Shortly afterwards, the university’s deputy director for IT Klaus Kvorning Hansen replied that the University of Copenhagen takes data security »very seriously«, and that the university had, for the same reason, entered into a data processing agreement with Zoom via the Danish e-Infrastructure Cooperation (DeiC), a unit under the Ministry for Higher Education and Science to ensure computing, storage and network infrastructure for Danish research, education and innovation.
In the data processing agreement it states that personal data from students and staff at the University of Copenhagen will be stored on Copenhagen servers run by NORDUnet, a collaboration between DeiC and its Nordic sister institutions.
A Freedom of Information request by PROSA to the Danish Agency for Science and Higher Education shows, however, that the programme also uses Zoom’s servers in Stockholm when the system is using high volume.
And this is a problem, according to Ole Tange from PROSA:
»When you use Zoom, you cannot be sure that your data will remain in Denmark. This is a problem if it turns out that Zoom provides data to someone who we are not interested in them having.«
Ole Tange guesses that Zoom has high traffic volume during weekdays between 8 am and 2 pm. This means that the video conversations for which there is no capacity on Danish servers will be channelled to Zoom servers in Stockholm, and can therefore be saved on them. (Zoom users can see where their data ends up by clicking on a small (i) in the left-hand corner of the programme).
There is also the risk that Zoom and its Chinese research and development unit have put in a back door to the software, which means that they relatively easily can make a copy of, say, audio recordings. And this is even though the servers are in Denmark, according to Ole Tange.
The University of Copenhagen has therefore no guarantee that the data cannot be abused, he says, and points to recent revelations that the Danish Defence Intelligence Service FE has been spying on Danes for ten years.

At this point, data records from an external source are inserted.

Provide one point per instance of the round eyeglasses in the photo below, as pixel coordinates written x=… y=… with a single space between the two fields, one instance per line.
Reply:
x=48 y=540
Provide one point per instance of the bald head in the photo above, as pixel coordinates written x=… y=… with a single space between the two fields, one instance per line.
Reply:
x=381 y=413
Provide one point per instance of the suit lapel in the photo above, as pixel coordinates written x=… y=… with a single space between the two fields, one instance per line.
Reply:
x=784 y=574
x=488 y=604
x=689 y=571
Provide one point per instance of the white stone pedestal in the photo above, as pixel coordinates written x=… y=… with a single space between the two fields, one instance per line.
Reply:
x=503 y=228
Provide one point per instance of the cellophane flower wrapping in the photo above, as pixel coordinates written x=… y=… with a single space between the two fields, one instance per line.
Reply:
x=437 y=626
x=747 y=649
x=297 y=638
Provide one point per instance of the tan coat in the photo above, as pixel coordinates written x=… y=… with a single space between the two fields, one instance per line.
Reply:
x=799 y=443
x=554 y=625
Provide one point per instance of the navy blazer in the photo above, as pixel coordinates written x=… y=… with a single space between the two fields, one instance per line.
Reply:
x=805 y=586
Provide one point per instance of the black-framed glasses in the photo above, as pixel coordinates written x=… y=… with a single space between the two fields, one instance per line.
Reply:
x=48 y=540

»Trust is just not the same as a guarantee. And I want a guarantee – not just a legal guarantee, but a technical guarantee,« says Ole Tange.
According to Ole Tange, data from online teaching and other Zoom calls can be used for many different purposes: Zoom is recording your voice, and advanced software can abuse the audio file to get you to say something you have not said. This type of technology was used in 2018 in a manipulated video of the former US president Barack Obama.
When you log on to Zoom, it registers your face which can be used for facial recognition purposes. This type of technology is used by Chinese authorities for keeping people under surveillance and pointing them out if they, say, participate in demonstrations.
In addition, it is likely that employees at a large university like the University of Copenhagen, share confidential information about, say, their research projects on Zoom.
Trust is just not the same as a guarantee. And I want a guarantee – not just a legal guarantee, but a technical guarantee.
Prosa’s proposal is that the university should try out other video conferencing services, where there is a better chance of technically preventing the abuse of data. It could be the service Jitsi, which is open source, so that it is possible to check whether there are back doors in the software, according to Ole Tange. He also says that the Danish government is cautious when it comes to the Chinese Huawei, which has not been allowed to deliver 5G equipment, so they should also be cautious when it comes to Zoom.
This applies in particular to teaching hours where students have to have a microphone and a camera on.
»If there really is no better alternative to Zoom, then we would have to accept it. But I do not think that Klaus Kvorning Hansen argues for it not being possible to use something else,« says Ole Tange.
Why is PROSA getting involved with this case? What interests do you have at stake as a union?
»Sure, we are just a trade union. But we are a trade union for IT professionals, and that’s why we’re getting involved with this issue. We can help specify what problems will turn up, that ordinary people won’t be able to see before in 10-15 years time.«
»We are not Luddites resisting progress. We would just like things done properly,« says Ole Tange.
Neither the University of Copenhagen, nor the umbrella organisation Danish e-Infrastructure Cooperation (DeiC), accepts the way PROSA describes the issue.
Every day we use an email client or a GSM phone, we risk that bad actors have access to our data.
Martin Bech, head of research and technology, DeiC
While Zoom has security challenges, the external servers in Stockholm are not a security problem, says Martin Bech, head of research and technology at DeiC, who is responsible for the data processing agreement between the University of Copenhagen and Zoom.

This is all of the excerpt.